Indexing the Information Age
By Monica Westin
Search engines can locate specific pages among the trillions of objects on the internet thanks to tagging norms established in 1995—the Dublin Core metadata.
Search engines can locate specific pages among the trillions of objects on the internet thanks to tagging norms established in 1995—the Dublin Core metadata.
One weekend in March 1995, a group of librarians and web technologists found themselves in Dublin, Ohio, arguing over what single label should be used to designate the person responsible for the intellectual content of any file that could be found on the World Wide Web. Many were in favor of using something generic and all-inclusive, such as “responsible agent,” but others argued for the label of “author” as the most fundamental and intuitive way to describe the individual creating a document or work. The group then had to decide what to do about the roles of nonauthors who also contributed to any given work, such as editors and illustrators, without unnecessarily expanding the list. New labels were proposed, and the conversation started over.
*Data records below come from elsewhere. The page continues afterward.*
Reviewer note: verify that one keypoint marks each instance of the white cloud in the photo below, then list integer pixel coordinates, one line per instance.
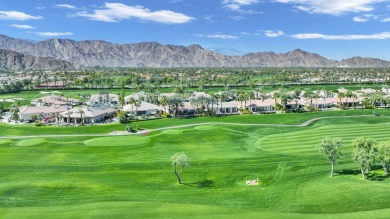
(209, 18)
(54, 34)
(235, 5)
(22, 26)
(359, 19)
(386, 19)
(273, 33)
(218, 36)
(333, 7)
(65, 6)
(237, 18)
(114, 12)
(379, 36)
(365, 18)
(17, 15)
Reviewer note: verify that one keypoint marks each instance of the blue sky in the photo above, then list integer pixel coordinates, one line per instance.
(336, 29)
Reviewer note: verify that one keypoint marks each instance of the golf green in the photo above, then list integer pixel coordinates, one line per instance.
(4, 141)
(31, 142)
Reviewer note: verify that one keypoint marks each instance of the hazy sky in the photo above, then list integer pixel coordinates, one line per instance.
(336, 29)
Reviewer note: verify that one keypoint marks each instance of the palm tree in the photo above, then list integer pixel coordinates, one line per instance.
(15, 112)
(340, 95)
(163, 102)
(175, 101)
(223, 97)
(68, 114)
(137, 103)
(82, 112)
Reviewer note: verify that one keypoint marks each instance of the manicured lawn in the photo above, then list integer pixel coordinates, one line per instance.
(86, 177)
(74, 93)
(288, 118)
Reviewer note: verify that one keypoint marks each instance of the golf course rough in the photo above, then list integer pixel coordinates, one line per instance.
(118, 141)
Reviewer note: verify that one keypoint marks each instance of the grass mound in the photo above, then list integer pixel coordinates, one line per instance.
(204, 127)
(4, 141)
(118, 141)
(305, 142)
(31, 142)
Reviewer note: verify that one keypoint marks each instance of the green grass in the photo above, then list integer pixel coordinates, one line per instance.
(68, 177)
(288, 118)
(119, 141)
(74, 93)
(131, 176)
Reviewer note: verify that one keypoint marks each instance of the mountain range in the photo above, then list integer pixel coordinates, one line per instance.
(93, 53)
(13, 61)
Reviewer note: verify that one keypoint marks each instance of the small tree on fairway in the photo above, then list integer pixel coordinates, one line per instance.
(179, 161)
(363, 154)
(331, 149)
(382, 153)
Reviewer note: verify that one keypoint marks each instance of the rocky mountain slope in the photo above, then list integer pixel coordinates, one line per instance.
(11, 61)
(152, 54)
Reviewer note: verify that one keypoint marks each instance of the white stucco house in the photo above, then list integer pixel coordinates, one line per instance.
(42, 112)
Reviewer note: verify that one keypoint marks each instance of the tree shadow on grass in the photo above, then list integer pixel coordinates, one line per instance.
(373, 176)
(347, 172)
(201, 184)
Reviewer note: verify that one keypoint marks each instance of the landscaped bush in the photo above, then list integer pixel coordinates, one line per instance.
(246, 111)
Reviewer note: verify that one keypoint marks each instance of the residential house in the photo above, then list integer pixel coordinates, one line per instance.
(136, 96)
(87, 115)
(56, 101)
(103, 99)
(42, 112)
(144, 108)
(261, 106)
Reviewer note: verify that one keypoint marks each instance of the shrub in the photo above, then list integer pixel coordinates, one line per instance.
(246, 111)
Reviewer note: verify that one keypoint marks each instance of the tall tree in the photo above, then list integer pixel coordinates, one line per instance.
(81, 112)
(179, 161)
(122, 95)
(175, 101)
(68, 114)
(331, 149)
(363, 154)
(15, 112)
(382, 153)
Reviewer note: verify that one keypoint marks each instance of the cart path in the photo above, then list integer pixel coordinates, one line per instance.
(121, 133)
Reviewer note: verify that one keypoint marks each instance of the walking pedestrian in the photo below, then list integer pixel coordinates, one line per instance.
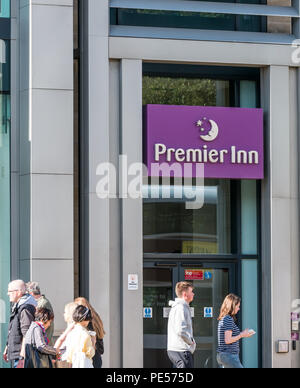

The group was participating in a workshop hosted by OCLC (at the time the Online Computer Library Center, now officially OCLC, Inc.) and the National Center for Supercomputing Applications (NCSA) in an attempt to create a concise but comprehensive set of tags that could be added to every document, from text files to images and maps, that had been uploaded to the web. Arguments about these hypothetical tags, often based on wildly different assumptions about the future of the internet, raged over the next few days and continued long into the nights. By Saturday afternoon, the workshop organizers were in despair of ever being able to reach any kind of consensus. Yet, by the end of the long weekend, the eclectic crowd had created a radical system for describing and discovering online content that still directly powers web searches today, and which paved the way for how all content is labeled and discovered on the open web.
Two recent developments added importance, and pressure, to the 1995 conference: NCSA’s recent launch of the first widely available web browser, Mosaic; and the subsequent rapid pace of content being uploaded online. Mosaic, which became available to the public in 1993, had a graphical point-and-click interface that anyone could use. It removed the need for users to write their own interfaces to explore the web, so suddenly anyone could go online. Public use of the web surged dramatically. Mosaic also allowed users to upload their own text documents, images, and videos, leading to a spike in content scattered across the web. Meanwhile, a large and growing set of scholarly materials had been moving online throughout the early 1990s, and university librarians were among the first people flagging how difficult these files were to find.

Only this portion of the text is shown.